Keywords

1 Introduction

Autonomous platforms equipped with visual and inertial sensors have become increasingly ubiquitous. Generally these platforms must undergo sophisticated calibration routines to estimate extrinsic and intrinsic parameters to high degrees of certainty before sensor data may be interpreted and fused. Even once fielded, these platforms may experience changes in these parameters. Self-calibration addresses this by inferring intrinsic and/or extrinsic parameters pertaining to proprioceptive and exteroceptive sensors without using a known calibration mechanism or a specific calibration routine. The motivation behind self-calibration is to remove the explicit, tedious, and sometimes nearly impossible calibration procedure from robotic applications such as localization and mapping. By continuously estimating calibration parameters, no prior knowledge of calibration procedures is required. Furthermore, with the addition of statistical change detection on calibration parameters, long-term autonomy applications are greatly robustified.

Fig. 1.
figure 1

Example pose graph. Poses being estimated (blue) are conditioned on past poses (red) and landmark positions (stars). Both the fixed sliding window and the adaptive window are conditioned on previous poses. The candidate window is not conditioned since it does not make the assumption that previous poses are correctly estimated.

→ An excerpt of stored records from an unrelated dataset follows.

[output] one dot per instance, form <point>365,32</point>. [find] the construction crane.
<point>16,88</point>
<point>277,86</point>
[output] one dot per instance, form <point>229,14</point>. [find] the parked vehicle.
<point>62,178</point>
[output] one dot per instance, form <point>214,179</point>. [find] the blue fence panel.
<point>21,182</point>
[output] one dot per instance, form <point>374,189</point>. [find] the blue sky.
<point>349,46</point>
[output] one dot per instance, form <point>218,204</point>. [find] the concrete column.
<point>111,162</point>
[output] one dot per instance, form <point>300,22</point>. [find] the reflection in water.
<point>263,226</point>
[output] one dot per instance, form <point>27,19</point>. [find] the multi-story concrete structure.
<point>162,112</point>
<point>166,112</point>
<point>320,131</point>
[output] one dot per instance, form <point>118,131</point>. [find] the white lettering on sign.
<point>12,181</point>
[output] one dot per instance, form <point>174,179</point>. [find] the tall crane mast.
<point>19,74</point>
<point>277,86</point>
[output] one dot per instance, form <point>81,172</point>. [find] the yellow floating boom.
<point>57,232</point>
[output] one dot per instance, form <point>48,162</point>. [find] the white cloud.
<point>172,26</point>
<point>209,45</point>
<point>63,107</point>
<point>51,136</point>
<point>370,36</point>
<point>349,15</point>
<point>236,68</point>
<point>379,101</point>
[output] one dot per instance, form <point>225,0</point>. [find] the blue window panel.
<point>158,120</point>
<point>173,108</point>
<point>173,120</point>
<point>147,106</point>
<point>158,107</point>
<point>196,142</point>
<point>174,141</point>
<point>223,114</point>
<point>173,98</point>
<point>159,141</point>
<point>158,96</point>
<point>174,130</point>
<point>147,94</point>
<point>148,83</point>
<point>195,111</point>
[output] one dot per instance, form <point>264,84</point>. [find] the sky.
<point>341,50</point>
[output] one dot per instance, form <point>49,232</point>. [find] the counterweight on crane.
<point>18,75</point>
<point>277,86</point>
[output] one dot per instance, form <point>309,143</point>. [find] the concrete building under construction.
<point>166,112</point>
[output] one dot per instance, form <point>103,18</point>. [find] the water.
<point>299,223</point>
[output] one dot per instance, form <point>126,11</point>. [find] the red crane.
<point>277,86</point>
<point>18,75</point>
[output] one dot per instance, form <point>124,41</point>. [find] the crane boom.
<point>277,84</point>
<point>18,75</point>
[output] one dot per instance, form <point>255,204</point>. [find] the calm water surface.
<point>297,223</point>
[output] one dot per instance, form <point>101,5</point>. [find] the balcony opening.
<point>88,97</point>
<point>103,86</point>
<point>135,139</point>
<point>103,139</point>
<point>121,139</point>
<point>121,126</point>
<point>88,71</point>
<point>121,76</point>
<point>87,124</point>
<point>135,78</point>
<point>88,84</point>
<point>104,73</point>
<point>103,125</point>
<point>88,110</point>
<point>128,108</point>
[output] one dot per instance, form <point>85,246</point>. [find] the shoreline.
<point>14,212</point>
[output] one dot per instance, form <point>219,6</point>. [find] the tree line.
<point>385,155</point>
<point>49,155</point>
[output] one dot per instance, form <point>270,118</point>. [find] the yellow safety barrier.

Most current techniques for vision-aided inertial navigation use filtering approaches [1,2,3] or a smoothing formulation. In either case the estimation is made constant-time by rolling past information into a prior distribution. Filtering methods present the significant drawback of introducing inconsistencies due to linearization errors of past measurements which cannot be corrected post hoc, particularly troublesome for non-linear camera models. Some recent work has tackled these inconsistencies; see, e.g. [4,5,6,7]. The state-of-the-art includes methods to estimate poses and landmarks along with calibration parameters, but these approaches do not output the marginals for the calibration parameters, which are desirable for long-term autonomy applications.

To address these considerations, we propose a method that avoids using any prior distribution; instead, a conditioning approach is used [8], coupled with selecting only highly informative segments of the trajectory [9]. The method discards segments capturing degenerate motions which provide little to no information for both camera intrinsic and camera-IMU extrinsic [1, 2] parameters. However, unlike the intrinsic parameters of a linear camera model [10], the convergence basin for the six degree of freedom camera-IMU transform is found to be very narrow. An initialization procedure similar to [11, 12] is employed to initialize the camera-IMU transform, which is then used in a maximum-likelihood estimator. The use of a maximum-likelihood formulation is especially useful as it provides the covariance matrix for the estimated parameters, which makes it possible to establish a fitness score for each segment of the trajectory.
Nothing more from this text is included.